Il y a un plaisir assez singulier à s'attaquer à un genre.
Le plaisir de se laisser porter par des codes, de jouer avec eux pour mieux jouer avec le lecteur, l'assurance d'un cadre éprouvé dans lequel on va pouvoir s'amuser en toute liberté, en retombant toujours sur ses pattes.
C'est ce qu'a fait Richard Gaitet avec L'Aimant.
Son modèle assumé : le roman d'aventures, façon Jules Verne. Et parce que l'aventure ne souffre pas la demi-mesure, il y va à fond. La couverture, cartonnée et dorée, donne le ton. Les illustrations intérieures (signées Riff Reb's) continuent le travail en beauté – bravo à l'auteur et à l'éditeur, Intervalles, d'avoir réuni tout ça, pour 19 euros seulement. L'édition, on vous le dit, c'est une aventure.

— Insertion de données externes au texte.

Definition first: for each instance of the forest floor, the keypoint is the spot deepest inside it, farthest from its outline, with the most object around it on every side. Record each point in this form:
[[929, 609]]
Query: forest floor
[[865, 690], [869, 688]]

Et le texte, alors ? Bien sûr, le texte.
L'Aimant, c'est l'histoire d'un jeune freluquet qui quitte sa Liège natale pour embarquer à Anvers sur un cargo à la mission mystérieuse. Direction Buenos Aires, via les Açores... Mais le monde extérieur rattrape le cargo : une crise monétaire fait rage dans le monde, où toutes les pièces disparaissent inexplicablement. Tous ces éléments finiront bien sûr par se rejoindre, mais on prendra son temps – parce que ce qui compte, dans le roman comme dans le voyage, c'est le chemin, non la destination.
Dans L'Aimant, tu trouveras des amis, des vrais, des traîtres, des illustrations en noir et blanc et des personnages haut en couleur, des bagarres homériques, une beuverie épique, une femme sublime aux tatouages étranges, la barbe de Neptune, un passage secret au milieu de l'océan, un karaoké mortel et des pièces de dix francs...
Tu sursauteras, dans les 100 premières pages, à l'apparition d'un téléphone portable ou de tout autre rappel de la modernité, tant tu te croirais chez Jules Verne.
Tu trouveras aussi, au milieu de l'épopée, une bibliothèque mal rangée et quelques notes d'écriture, des playlists au goût sûr, et au milieu de tout ça, le vrai roman d'apprentissage d'un marin débutant au milieu des vieux loups de mer. Bref : monte à bord, et laisse-toi porter, moussaillon !
… A propos de livres, tiens, je voudrais rendre hommage ici à deux livres auquel L'Aimant m'a fait penser.
Le premier : Le retour des Tigres de Malaisie, de Paco Ignacio Taibo II (Métailié). Taibo s'est amusé à reprendre les héros d'une série Z de sa jeunesse (Sandokan et Yanez – tout un programme) pour leur imaginer une aventure moderne, à combattre de méchants impérialistes dans l'Asie de la fin du XIXe siècle.
Il y a du cousinage entre les deux livres – et pas seulement dans la joie manifeste à écrire des scènes de bagarre ou à inventer un rebondissement hénaurme. Le vrai grand point commun, c'est le respect absolu du genre. Parce qu'un genre, ça ne se détourne pas (laissons ça aux écrivains qui veulent faire les malins), ça se respecte.
Et sur ce point, je le redis : Richard Gaitet, respect!
L'autre livre, c'est Achab [séquelles], de Pierre Senges (Verticales). Je n'ai pas parlé ici, l'an dernier, du lauréat du dernier Prix de la page 111, et je m'en veux, parce que j'ai rarement corné autant de pages dans un roman. Les traits communs avec L'Aimant ? La mer, l'aventure, la fantaisie savante, l'inscription dans les pas d'un autre écrivain... Et la liberté de digression que permet le genre.
… Mais au final L'Aimant n'est ni du Verne, ni du Senges, ni du Taibo : c'est du Gaitet pur jus.
Ceux qui connaissent sa Nova Book Box connaissent ses talents de lecteur et pourront l'imaginer en live, dans les passages les plus enlevés (qui ne manquent pas). Si tu ne connais pas, fonce découvrir, c'est ce soir (du lundi au jeudi) à 21h30.
Et vive l'écriture à l'oreille, qu'on se le dise sur tous les tons !
… Sur ce, je rends l'antenne, on me dit que je suis long et que les lecteurs sont partis.
(Non, tu es là ? Bravo. Je te souhaite un printemps de lectures, et un été d'aventures – tu viens avec moi, à Athènes, en voiture?)